Born in 1956 in Augusta, Georgia (James Brown’s hometown), Jones was raised in Brooklyn but shuttled back to Augusta every summer as a youth. In Augusta, she sang in a gospel choir, and the back-and-forth between New York and small-town Georgia gave her a wider perspective on the world. Jones’ quaint description of the radio formatting of her adolescence — “three stations that played Motown, Stax and the Beatles” — suggests a simpler, more romantic time.
But the tensions of the civil rights era and the real-life heartache and struggle under the surface of later Stax and Motown hits also exist at the core of Jones’ sound. She also stresses that her respect for people comes through in her work.
On closer inspection, the underlying vulnerability in her voice does indeed give the music an edge, and the boom in her singing represents a stubborn optimism persisting in the face of world-weariness. But when pressed, Jones can offer little insight as to how the band and its producers capture that old-soul vibe, other than to say, “I don’t have to pretend. I’ve lived it.”
To hear her tell it, you either have it or you don’t. And, through working with Mann (who founded Daptone Records after Desco’s demise) and the Dap-Kings, some of whom were still in their teens when they started, Jones has “learned not to judge a book by its cover.”
“The first thing that came out of my mouth when I saw him,” she says, recalling her initial impression of the then-21-year-old Mann, “was what does this little white boy know about funk? But as soon as those white boys started playing, my mouth dropped and I was like, OK.”
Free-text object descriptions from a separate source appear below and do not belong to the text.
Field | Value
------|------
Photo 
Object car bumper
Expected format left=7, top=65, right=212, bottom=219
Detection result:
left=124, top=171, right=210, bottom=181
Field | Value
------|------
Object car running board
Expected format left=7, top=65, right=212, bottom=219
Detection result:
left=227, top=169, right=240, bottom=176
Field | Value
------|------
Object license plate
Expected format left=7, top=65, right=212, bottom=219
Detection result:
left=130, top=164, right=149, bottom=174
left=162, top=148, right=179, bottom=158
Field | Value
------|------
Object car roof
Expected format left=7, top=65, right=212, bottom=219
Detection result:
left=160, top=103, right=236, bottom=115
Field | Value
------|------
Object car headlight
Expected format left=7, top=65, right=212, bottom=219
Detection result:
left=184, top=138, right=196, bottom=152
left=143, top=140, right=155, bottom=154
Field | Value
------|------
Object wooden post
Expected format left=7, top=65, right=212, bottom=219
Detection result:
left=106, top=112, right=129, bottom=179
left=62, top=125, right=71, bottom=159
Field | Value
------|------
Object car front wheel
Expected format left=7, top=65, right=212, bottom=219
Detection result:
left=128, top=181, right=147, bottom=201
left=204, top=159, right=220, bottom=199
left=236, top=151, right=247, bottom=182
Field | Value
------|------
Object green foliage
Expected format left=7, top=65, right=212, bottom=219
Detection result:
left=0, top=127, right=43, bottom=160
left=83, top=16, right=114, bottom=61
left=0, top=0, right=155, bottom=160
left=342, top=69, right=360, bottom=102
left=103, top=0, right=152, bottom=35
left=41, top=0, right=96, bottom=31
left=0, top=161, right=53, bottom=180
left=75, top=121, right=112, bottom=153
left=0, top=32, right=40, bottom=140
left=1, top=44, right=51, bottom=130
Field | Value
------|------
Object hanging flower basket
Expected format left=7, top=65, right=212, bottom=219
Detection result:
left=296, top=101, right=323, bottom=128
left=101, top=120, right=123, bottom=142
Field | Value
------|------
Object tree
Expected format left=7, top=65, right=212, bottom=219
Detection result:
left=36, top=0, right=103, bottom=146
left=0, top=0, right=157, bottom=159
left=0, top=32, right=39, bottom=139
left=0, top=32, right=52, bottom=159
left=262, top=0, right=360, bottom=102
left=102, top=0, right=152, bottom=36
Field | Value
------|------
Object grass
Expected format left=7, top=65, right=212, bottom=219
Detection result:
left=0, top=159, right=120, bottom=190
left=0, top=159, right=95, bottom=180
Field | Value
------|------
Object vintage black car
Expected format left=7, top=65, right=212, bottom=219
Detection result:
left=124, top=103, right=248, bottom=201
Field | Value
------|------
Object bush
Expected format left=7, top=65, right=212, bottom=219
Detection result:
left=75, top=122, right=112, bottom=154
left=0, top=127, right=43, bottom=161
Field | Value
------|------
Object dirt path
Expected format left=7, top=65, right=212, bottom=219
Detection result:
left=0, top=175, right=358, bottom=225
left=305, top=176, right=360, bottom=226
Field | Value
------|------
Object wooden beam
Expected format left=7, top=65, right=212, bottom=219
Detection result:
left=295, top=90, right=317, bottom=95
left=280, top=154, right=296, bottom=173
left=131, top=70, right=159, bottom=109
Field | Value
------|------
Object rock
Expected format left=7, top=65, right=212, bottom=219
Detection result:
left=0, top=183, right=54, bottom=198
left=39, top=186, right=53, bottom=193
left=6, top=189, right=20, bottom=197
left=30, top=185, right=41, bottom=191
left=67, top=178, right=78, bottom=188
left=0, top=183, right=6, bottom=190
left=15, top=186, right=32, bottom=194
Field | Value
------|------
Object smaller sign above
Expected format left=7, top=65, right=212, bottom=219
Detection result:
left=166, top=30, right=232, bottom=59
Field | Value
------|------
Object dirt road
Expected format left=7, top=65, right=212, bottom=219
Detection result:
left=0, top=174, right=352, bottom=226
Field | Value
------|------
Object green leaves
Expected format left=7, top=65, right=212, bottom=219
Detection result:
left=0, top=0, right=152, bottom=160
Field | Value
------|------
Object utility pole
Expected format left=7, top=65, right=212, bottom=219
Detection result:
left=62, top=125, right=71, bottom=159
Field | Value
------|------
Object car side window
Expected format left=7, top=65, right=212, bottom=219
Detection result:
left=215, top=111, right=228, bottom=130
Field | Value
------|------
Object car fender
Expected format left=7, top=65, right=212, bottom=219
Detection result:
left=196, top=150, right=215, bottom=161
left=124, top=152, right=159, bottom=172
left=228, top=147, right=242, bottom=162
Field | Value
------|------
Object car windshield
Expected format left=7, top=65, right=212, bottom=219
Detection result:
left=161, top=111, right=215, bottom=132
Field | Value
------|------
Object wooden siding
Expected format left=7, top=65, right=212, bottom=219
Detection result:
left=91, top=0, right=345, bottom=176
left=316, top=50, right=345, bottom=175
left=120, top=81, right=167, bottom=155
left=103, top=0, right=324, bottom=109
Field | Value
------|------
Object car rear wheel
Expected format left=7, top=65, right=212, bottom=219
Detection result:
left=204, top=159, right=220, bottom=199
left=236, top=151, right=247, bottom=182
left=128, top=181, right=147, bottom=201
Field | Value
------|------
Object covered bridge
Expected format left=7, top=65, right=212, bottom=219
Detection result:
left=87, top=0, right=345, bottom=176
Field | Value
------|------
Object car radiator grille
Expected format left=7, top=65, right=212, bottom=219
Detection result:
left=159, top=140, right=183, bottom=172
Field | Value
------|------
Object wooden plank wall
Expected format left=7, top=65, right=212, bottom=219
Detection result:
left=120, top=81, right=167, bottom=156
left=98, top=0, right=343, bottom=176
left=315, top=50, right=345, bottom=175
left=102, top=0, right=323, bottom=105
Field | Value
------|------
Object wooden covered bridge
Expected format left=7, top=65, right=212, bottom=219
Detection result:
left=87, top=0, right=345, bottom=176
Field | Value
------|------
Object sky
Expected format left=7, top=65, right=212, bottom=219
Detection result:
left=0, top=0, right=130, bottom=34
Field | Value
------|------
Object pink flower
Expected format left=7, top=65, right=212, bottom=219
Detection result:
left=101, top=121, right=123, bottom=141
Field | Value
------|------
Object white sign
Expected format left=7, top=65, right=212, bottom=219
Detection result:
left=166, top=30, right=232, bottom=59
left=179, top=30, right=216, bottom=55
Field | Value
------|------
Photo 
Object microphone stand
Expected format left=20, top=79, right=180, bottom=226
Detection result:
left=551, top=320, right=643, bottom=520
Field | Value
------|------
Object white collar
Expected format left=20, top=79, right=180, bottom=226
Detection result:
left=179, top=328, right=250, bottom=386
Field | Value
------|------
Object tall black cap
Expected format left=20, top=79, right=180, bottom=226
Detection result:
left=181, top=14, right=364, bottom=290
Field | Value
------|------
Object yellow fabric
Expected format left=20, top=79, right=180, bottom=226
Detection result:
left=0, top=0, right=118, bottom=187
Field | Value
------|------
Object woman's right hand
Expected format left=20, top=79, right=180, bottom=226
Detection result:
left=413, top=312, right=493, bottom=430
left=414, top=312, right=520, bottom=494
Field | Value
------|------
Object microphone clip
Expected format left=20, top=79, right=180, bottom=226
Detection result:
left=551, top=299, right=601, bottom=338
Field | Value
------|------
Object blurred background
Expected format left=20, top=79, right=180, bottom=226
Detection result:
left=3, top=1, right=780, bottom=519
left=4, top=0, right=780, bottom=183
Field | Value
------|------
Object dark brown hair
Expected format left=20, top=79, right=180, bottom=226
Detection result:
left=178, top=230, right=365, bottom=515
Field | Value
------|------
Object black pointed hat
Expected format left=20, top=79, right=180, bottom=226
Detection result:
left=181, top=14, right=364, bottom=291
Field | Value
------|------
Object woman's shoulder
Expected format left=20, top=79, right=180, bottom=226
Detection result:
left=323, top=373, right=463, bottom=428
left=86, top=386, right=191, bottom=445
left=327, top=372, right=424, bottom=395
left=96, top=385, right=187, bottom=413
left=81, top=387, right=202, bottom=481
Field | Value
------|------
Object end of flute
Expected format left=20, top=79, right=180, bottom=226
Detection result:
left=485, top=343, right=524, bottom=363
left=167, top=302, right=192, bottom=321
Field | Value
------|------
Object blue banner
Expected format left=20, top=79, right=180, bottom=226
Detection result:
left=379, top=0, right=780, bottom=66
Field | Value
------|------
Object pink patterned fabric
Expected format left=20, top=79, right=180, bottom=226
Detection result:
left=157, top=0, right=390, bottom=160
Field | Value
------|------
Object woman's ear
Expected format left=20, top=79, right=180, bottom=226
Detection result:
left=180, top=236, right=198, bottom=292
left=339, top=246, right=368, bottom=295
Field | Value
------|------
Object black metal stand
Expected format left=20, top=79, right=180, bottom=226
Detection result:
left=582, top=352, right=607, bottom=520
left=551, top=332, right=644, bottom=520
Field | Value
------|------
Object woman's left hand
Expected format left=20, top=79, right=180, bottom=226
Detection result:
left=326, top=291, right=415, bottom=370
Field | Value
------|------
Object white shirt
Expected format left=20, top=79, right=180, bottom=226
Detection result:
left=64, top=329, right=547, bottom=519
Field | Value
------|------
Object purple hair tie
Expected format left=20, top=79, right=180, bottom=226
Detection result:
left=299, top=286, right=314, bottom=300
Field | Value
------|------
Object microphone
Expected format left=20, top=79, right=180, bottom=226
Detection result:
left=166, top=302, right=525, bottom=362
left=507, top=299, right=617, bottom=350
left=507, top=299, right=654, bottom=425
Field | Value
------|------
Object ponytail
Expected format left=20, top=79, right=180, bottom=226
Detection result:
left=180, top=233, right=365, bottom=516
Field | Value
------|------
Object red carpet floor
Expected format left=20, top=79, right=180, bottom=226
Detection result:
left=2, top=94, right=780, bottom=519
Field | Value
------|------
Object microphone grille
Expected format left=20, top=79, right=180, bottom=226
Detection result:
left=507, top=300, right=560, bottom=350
Jones was struck by Mann and the Daptone collective’s passionate interest in vintage soul and R&B, their collector’s drive to search out rare 45s and spin DJ sets of soul music, and their natural affinity for the music. In fact, as compelling as Jones’ story is, the makeup of the band itself — mostly young and white with a sizable Jewish contingent — says more about the enduring universal appeal of soul music and its potential to reach ever wider and younger audiences.
Many modern acts (G. Love, Soulive, etc.) show a reverence for the analog textures and recording styles of bygone eras. But too many of these contemporary groups overshoot the mark and come out with records that sound exaggerated, pumped up. Their hearts are in the right place, but their production values have been spiked with steroids.
Mann, Jones, the Dap-Kings and all involved at Daptone Records simply seek to capture that old feel. The music doesn’t exude a concerted effort to sound retro. It just sounds natural.
“The band isn’t running around trying to play all this Jay-Z and stuff out here,” she says. “We didn’t say, Let’s try and hip-hop it up and add a little t-t-t-t-t, ba-dum-ba-dum-ba-dum,” she says, making blips, beeps, and scratching noises with her voice.
Catching herself, she begins to cackle.
And that’s about as good an answer as you’re going to get. As her laughter reveals, however, you don’t need to think about soul. You just gotta feel it.